Alibaba denies talks to sell Lazada’s Thailand unit as it eyes continued global expansion

Southeast Asian online shopping giant Lazada Group has refuted a report that parent company Alibaba Group Holding is planning to sell its Thailand unit, as China’s largest e-commerce conglomerate eyes overseas expansion amid a domestic economic slowdown.

“Lazada Group is not considering any divestment of our business in Thailand and is not in discussion with any investors on this topic,” the company said in a statement. “Any rumours stating otherwise are untrue.”

The Bangkok Post on Thursday reported that Alibaba had been in talks with local conglomerates to sell its stake in the Thailand operations, citing anonymous sources.

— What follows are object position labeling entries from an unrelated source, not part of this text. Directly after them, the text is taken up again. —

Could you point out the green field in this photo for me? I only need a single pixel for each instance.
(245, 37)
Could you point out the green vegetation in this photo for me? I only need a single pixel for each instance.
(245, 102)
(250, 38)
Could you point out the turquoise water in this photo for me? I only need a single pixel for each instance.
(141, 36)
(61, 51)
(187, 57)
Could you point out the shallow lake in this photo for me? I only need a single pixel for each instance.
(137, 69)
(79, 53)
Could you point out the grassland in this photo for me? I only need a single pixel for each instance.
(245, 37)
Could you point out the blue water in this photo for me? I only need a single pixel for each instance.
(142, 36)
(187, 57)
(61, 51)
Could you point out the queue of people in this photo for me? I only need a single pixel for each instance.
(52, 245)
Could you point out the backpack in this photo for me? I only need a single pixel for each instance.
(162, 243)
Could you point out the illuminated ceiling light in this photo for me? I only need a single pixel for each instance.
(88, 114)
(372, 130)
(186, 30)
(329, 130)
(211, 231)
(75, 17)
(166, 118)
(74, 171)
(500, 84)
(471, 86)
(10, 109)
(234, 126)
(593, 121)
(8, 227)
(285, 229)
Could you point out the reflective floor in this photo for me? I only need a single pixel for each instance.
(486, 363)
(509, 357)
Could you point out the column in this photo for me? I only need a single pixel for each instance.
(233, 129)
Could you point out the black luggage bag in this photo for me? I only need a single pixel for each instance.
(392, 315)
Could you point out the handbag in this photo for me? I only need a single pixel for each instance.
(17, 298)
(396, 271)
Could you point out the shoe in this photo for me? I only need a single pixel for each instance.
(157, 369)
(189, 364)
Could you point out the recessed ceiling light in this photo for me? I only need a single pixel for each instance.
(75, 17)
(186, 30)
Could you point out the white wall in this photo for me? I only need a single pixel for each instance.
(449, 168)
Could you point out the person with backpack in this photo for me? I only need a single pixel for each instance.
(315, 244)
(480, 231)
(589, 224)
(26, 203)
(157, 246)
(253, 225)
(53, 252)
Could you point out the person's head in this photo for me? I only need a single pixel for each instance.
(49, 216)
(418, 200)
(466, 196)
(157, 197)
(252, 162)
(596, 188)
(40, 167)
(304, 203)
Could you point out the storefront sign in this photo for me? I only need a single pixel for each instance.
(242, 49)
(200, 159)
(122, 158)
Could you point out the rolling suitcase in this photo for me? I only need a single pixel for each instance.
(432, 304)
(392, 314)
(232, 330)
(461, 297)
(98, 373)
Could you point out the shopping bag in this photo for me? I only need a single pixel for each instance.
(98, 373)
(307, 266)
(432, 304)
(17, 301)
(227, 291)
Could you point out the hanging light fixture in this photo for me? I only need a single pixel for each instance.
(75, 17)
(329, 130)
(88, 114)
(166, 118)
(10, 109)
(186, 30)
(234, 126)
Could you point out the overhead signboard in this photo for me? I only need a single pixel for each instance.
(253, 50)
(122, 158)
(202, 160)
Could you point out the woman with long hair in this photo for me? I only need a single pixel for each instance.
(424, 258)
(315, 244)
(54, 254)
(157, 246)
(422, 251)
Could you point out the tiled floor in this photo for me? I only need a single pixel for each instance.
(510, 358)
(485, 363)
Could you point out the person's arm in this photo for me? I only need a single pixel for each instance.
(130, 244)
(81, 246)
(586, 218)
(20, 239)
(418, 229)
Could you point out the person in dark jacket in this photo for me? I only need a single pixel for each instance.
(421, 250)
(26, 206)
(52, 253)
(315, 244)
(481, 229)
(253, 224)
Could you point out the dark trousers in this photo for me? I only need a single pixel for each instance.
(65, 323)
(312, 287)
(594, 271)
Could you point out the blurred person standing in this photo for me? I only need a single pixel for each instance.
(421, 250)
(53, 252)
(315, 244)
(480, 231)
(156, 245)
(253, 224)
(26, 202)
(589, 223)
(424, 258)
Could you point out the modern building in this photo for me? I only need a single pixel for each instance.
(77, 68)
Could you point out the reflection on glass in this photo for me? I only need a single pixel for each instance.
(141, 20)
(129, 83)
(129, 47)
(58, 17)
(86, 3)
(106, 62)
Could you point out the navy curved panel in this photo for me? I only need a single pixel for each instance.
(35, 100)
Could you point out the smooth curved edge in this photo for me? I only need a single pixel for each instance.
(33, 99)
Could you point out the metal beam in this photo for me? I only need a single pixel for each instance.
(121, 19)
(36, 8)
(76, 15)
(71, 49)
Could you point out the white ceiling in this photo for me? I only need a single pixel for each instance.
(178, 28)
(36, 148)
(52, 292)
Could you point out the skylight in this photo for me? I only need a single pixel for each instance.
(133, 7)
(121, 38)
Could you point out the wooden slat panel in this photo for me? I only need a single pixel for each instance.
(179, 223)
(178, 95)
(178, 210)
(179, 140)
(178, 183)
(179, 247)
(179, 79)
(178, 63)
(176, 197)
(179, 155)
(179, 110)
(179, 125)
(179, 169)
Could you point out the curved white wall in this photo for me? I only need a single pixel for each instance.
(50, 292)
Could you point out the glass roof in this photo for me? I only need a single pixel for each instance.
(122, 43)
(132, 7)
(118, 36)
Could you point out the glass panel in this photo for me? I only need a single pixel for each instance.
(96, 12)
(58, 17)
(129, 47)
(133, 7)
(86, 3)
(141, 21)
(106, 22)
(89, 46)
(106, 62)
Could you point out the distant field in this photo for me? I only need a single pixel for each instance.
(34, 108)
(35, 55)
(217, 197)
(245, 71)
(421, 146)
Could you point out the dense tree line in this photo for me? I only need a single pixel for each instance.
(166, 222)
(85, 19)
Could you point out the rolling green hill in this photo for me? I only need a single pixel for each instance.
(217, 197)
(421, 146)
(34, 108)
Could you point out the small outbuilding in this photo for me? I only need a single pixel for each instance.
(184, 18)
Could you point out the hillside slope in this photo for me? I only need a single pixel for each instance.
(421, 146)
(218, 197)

Lazada started in Singapore in 2012 and by 2016 claimed to be the largest e-commerce firm in Southeast Asia. Alibaba, which owns the South China Morning Post, bought a controlling stake in the company that year.

Alibaba has continued to pump fresh capital into Lazada over the years, including two sizeable investments last year: US$845 in July and US$634 million in December. Alibaba invested another US$230 million in May this year, according to Crunchbase data. It has to date spent a total of US$7.4 billion on the Southeast Asian digital retailer.

Lazada now sits under Alibaba’s International Digital Commerce Group, one of the Hangzhou-based tech giant’s six major business groups set up during an organisational overhaul in March 2023.

The international group – which also consists of AliExpress, Trendyol and Daraz – recorded a 60 per cent year-on-year revenue increase in the financial year ended March. In its annual report, Alibaba attributed the rise mainly to growth in AliExpress, its international business-to-consumer platform, and Trendyol, a Turkey-based e-commerce platform.

The unit’s 2024 first-quarter revenue increased another 45 per cent year on year, the company said.

Lazada also managed to narrow losses per order in the last financial year owing to increased monetisation and lower logistics costs, according to Alibaba.

The last financial year was Alibaba’s most profitable since 2021, with net income increasing 10 per cent to 79.7 billion yuan (US$11 billion) and revenue growing by 8 per cent to 941.2 billion yuan.

Alibaba has been scrambling over the past year to respond to rising competition from budget online retailer PDD Holdings, owner of Pinduoduo and Temu. The tech giant touted some impressive growth trends for the latest 618 shopping festival this week, but again declined to reveal total gross merchandise value figures.